Sam Winchester
    c.ai

    Sam Winchester hadn’t meant to spend half the night on that old paranormal message board. He’d just been looking up lore about a haunting near Topeka—something about a weeping woman by the river—when he stumbled onto a thread titled “Encounters You Can’t Explain.”

    That’s where he saw your post.

    Username: Lorekeeper87. You’d written about an apparition you’d seen as a kid, describing it in unnervingly specific detail—ritual symbols, EMF readings, residual cold spots. Most people posted ghost stories; yours sounded like research.

    Sam replied.

    At first, it was casual—trading lore, arguing theories, sharing old folklore. He used a fake name, “Steve,” but he couldn’t help being impressed by how much you knew. Over weeks, the messages turned personal: long late-night talks about things that kept you both up at night, about what you believed and what you’d lost. You started to feel like a constant in his life—someone who understood the strange parts of the world that no one else did.

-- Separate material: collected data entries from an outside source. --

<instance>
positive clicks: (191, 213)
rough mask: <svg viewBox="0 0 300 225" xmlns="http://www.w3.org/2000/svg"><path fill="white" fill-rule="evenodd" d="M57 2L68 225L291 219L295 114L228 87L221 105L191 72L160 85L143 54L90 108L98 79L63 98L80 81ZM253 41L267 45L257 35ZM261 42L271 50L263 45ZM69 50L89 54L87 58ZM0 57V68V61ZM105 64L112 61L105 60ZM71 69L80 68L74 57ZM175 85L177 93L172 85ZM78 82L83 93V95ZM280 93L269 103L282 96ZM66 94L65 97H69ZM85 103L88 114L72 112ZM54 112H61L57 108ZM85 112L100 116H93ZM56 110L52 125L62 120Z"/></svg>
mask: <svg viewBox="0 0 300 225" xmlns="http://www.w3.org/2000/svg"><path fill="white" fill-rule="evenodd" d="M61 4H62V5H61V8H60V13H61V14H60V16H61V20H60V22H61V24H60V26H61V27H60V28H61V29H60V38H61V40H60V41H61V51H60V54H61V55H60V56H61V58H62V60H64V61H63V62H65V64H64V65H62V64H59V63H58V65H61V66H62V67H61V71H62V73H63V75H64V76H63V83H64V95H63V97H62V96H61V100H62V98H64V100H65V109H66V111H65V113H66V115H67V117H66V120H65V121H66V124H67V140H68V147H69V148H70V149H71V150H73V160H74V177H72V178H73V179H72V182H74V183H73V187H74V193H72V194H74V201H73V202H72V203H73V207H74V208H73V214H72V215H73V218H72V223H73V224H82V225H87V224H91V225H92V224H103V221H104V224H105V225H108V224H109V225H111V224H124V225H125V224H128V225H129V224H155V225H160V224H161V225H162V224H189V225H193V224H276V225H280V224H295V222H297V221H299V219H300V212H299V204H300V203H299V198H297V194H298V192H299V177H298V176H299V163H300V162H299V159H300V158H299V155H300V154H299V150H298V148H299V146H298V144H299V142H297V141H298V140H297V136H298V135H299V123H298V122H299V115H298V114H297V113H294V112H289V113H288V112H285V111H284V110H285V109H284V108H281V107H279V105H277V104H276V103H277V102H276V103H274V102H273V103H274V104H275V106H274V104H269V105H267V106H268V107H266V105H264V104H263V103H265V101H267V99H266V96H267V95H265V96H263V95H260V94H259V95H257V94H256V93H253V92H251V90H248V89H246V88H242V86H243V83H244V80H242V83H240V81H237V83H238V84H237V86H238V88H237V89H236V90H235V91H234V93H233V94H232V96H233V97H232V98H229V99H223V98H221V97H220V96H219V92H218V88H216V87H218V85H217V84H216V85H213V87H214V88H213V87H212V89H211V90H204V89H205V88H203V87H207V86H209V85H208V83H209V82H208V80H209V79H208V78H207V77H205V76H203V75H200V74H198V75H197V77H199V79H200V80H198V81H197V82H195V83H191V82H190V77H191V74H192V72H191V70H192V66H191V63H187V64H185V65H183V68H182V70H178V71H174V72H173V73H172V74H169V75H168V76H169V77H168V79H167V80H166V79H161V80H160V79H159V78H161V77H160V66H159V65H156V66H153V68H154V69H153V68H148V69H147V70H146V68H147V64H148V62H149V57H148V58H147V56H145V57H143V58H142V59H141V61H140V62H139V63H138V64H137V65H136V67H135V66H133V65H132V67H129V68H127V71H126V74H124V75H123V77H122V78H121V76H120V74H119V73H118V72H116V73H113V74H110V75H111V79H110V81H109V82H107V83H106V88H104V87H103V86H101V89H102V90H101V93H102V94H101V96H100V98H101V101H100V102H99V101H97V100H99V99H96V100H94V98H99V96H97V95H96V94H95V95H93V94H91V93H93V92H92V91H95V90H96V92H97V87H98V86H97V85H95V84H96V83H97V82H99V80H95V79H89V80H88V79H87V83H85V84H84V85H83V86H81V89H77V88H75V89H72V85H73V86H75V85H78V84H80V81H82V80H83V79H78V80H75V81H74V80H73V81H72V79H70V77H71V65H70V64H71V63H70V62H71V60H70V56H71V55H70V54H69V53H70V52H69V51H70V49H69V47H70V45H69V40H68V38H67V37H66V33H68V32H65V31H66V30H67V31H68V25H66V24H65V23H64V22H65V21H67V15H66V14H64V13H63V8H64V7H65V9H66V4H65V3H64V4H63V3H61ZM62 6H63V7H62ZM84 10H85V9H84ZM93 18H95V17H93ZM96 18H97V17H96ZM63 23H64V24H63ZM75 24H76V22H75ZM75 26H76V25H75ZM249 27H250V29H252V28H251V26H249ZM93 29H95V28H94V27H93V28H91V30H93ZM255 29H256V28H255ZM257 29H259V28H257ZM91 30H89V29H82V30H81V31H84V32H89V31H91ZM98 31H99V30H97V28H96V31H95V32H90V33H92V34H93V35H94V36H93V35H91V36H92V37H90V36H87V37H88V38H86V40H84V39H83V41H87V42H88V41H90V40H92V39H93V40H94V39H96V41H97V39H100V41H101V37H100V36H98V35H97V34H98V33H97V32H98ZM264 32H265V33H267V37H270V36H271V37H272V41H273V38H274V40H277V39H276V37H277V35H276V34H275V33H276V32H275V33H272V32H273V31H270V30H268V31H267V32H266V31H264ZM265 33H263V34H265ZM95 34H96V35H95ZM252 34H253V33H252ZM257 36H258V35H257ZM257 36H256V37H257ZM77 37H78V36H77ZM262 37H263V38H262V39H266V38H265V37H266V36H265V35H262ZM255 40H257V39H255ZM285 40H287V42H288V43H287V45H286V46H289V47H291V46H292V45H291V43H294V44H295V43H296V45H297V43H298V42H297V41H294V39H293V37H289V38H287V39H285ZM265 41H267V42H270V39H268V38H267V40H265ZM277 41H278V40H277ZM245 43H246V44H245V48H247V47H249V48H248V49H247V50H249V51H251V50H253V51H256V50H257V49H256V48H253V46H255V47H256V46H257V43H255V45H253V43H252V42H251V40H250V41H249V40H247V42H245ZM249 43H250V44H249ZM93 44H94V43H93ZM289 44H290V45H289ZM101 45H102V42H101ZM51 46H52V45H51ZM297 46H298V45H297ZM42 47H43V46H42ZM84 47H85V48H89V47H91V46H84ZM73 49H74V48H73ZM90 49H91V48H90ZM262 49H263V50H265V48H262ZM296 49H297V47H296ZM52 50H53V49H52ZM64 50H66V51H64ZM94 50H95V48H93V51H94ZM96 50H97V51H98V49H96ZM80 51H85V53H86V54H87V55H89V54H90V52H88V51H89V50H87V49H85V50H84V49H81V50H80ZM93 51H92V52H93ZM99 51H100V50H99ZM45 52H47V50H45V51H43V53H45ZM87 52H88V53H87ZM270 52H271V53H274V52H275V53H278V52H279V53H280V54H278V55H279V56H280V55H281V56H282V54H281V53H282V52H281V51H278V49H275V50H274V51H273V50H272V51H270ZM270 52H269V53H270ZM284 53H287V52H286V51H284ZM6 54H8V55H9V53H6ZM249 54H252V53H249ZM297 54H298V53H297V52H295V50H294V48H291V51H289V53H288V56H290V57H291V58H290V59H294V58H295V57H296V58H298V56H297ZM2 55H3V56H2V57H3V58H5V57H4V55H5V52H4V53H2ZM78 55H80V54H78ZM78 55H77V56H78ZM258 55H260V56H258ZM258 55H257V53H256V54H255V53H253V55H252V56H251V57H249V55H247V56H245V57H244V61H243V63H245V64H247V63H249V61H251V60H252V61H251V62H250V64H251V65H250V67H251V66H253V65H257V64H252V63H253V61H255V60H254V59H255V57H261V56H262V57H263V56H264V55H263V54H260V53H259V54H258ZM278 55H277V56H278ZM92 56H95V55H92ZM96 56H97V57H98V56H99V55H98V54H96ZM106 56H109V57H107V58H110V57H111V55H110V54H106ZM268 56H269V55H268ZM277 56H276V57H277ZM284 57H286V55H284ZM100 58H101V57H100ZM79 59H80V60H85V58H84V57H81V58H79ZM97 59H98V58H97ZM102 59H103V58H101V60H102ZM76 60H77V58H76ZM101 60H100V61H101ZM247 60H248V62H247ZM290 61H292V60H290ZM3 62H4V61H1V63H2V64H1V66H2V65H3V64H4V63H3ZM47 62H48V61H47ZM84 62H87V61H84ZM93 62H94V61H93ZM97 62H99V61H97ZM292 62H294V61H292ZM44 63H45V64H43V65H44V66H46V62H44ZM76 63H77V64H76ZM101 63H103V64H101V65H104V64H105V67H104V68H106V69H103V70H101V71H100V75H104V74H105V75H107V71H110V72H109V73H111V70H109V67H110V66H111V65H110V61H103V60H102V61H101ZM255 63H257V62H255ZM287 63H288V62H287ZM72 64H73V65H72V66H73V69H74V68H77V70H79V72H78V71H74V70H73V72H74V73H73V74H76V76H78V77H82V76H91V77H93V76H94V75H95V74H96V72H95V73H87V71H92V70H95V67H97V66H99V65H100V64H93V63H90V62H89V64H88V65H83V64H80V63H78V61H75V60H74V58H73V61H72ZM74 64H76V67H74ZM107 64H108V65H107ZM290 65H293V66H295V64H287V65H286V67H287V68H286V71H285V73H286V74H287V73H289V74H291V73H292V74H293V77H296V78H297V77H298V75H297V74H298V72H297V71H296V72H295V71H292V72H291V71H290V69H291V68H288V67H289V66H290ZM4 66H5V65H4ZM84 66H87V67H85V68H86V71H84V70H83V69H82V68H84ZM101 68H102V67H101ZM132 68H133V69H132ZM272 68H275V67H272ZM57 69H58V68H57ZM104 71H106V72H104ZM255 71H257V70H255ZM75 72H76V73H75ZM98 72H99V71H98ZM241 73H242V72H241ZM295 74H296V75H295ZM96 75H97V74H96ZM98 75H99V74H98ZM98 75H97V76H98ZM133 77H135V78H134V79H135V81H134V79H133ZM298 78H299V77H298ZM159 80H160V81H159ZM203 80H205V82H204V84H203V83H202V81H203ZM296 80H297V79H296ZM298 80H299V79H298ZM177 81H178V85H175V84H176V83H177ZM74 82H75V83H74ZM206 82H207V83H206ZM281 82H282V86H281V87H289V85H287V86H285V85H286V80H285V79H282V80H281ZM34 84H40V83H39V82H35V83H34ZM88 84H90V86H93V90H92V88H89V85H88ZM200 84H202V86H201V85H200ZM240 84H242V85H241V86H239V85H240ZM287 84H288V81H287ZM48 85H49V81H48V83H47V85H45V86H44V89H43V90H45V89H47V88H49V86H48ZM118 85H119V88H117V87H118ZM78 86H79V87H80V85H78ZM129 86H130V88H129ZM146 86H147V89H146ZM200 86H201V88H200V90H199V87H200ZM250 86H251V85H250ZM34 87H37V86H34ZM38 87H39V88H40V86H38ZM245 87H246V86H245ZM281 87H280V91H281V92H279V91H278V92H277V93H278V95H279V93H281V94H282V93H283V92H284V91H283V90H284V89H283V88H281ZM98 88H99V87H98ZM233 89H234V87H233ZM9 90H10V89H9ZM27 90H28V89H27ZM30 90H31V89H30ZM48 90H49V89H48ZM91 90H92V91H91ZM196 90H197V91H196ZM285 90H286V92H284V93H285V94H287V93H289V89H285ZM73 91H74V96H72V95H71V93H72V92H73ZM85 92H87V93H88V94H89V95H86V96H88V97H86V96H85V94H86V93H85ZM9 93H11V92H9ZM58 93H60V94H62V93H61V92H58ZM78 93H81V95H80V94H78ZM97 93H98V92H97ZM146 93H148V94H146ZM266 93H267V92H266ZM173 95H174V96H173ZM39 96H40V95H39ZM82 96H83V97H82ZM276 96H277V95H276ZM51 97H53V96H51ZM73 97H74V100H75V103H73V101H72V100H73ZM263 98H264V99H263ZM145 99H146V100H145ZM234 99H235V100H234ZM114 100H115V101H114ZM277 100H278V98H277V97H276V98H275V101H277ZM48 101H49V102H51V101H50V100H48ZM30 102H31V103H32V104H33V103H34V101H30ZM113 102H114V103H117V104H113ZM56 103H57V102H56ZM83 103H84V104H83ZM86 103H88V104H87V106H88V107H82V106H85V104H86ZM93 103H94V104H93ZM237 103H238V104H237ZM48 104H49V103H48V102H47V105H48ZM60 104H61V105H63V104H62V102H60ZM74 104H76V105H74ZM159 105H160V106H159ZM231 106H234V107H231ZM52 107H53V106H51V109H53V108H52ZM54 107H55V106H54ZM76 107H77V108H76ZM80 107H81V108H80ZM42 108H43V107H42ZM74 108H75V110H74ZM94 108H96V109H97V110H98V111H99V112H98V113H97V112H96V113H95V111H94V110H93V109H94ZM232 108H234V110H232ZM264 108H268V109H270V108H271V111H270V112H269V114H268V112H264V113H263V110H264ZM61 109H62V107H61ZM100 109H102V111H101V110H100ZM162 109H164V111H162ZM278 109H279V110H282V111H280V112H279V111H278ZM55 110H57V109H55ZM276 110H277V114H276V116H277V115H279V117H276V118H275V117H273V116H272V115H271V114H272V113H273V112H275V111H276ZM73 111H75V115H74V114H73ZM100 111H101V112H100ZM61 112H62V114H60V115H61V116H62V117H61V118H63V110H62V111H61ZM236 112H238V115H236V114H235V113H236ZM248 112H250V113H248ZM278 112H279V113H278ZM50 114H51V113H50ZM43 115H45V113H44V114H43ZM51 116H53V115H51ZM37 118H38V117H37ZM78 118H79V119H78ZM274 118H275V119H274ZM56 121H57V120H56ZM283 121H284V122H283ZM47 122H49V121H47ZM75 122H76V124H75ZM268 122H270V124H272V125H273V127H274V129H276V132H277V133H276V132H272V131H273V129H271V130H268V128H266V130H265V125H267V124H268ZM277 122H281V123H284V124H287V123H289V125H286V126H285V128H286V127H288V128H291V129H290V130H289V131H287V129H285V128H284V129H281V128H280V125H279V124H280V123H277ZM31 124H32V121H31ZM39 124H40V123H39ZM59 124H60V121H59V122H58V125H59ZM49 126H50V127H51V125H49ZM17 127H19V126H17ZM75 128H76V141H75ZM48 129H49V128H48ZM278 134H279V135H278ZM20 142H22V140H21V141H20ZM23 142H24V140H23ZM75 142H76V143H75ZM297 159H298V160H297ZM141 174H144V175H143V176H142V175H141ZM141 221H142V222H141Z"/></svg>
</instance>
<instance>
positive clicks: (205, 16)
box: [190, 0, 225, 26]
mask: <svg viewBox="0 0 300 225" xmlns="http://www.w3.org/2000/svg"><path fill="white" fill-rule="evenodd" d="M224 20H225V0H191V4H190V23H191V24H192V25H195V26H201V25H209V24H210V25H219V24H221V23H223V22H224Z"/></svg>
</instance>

    Then you stopped replying.

    Three days passed. Then a week. Something in Sam’s gut twisted—the same instinct that had saved him more times than he could count. When he finally found your username again, it was under a new post: you’d gone to a pond near your town to “test a theory” about a local spirit.

    Dean caught him loading rock salt and weapons into the trunk before sunrise.

    “Tell me you’re not driving three states for some girl you met online.”

    Sam just said, “She’s in trouble.”

    When they found your car, the driver’s door was open, the interior light still on. Your phone was lying in the mud beside fresh footprints leading toward the water. The EMF was screaming. Sam ran ahead, flashlight cutting through the fog.

    You were waist-deep in the pond, thrashing against something unseen, your face pale and terrified as ghostly hands clawed at your legs.

    Sam didn’t hesitate—he dropped his gun, waded in, and grabbed you under the arms, dragging you toward shore while shouting for Dean to light the remains. The spirit screamed, the air freezing around you both, before vanishing in a flash of light as Dean’s fire caught.

    Sam held you against him on the bank, your clothes soaked, your breath coming in short, panicked bursts. He kept his voice low, steady. “You’re okay. It’s gone. I’ve got you.”